Dog owners have been advised to understand their responsibilities and the law surrounding livestock worrying, as multiple sheep were put down in Milton Keynes last year.
Sheep do not cope well with stressful situations, and worrying livestock can have serious effects often resulting in the sheep having to be put down.
In 2019, a number of sheep in Campbell Park had to be put down, and as a result The Parks Trust has asked dog owners to keep their pets on leads whilst in the park during grazing periods.
On Thursday (20/2), the grazing sheep returned and will remain there until the end of March.
The CLA South East, which represents thousands of landowners and farmers including those in Buckinghamshire, has offered advice to dog owners during this time.
Megan Lock, Rural Adviser, said: “We would advise owners to keep their dogs under close control when walking through fields of livestock, particularly sheep at this time of year, and to always stick to public rights of ways.

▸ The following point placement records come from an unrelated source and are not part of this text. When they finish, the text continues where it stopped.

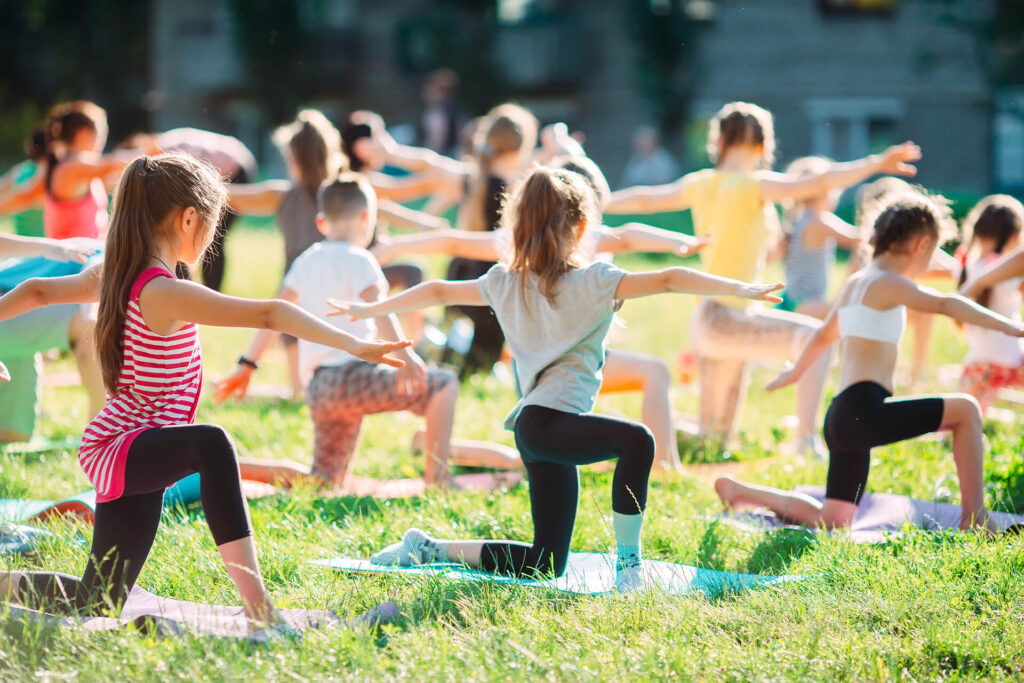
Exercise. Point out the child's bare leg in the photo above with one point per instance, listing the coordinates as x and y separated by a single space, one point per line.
240 559
788 505
439 416
656 411
292 353
962 415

“It is the owner’s responsibility to keep their dog under control and we are also raising awareness about the potential consequences of not doing so. Livestock worrying is a criminal offence and a fine of £1,000 can be handed out.
“It is important that every instance of livestock worrying is reported to the police. This will allow for a more accurate picture of the scale of the problem to be built up and assist the police and Government to determine what resources and powers are required in order to effectively tackle the problem.”
Livestock worrying is a criminal offence under the Protection of Livestock Act 1953. Livestock worrying is defined as attacking or chasing sheep.
If a dog is in the act of worrying livestock, or there is likely to be serious damage to livestock, call the police on 999. Alternatively, after an attack, call 101 to report an incident. The CLA state that photographs and videos of the incident/damage can be useful.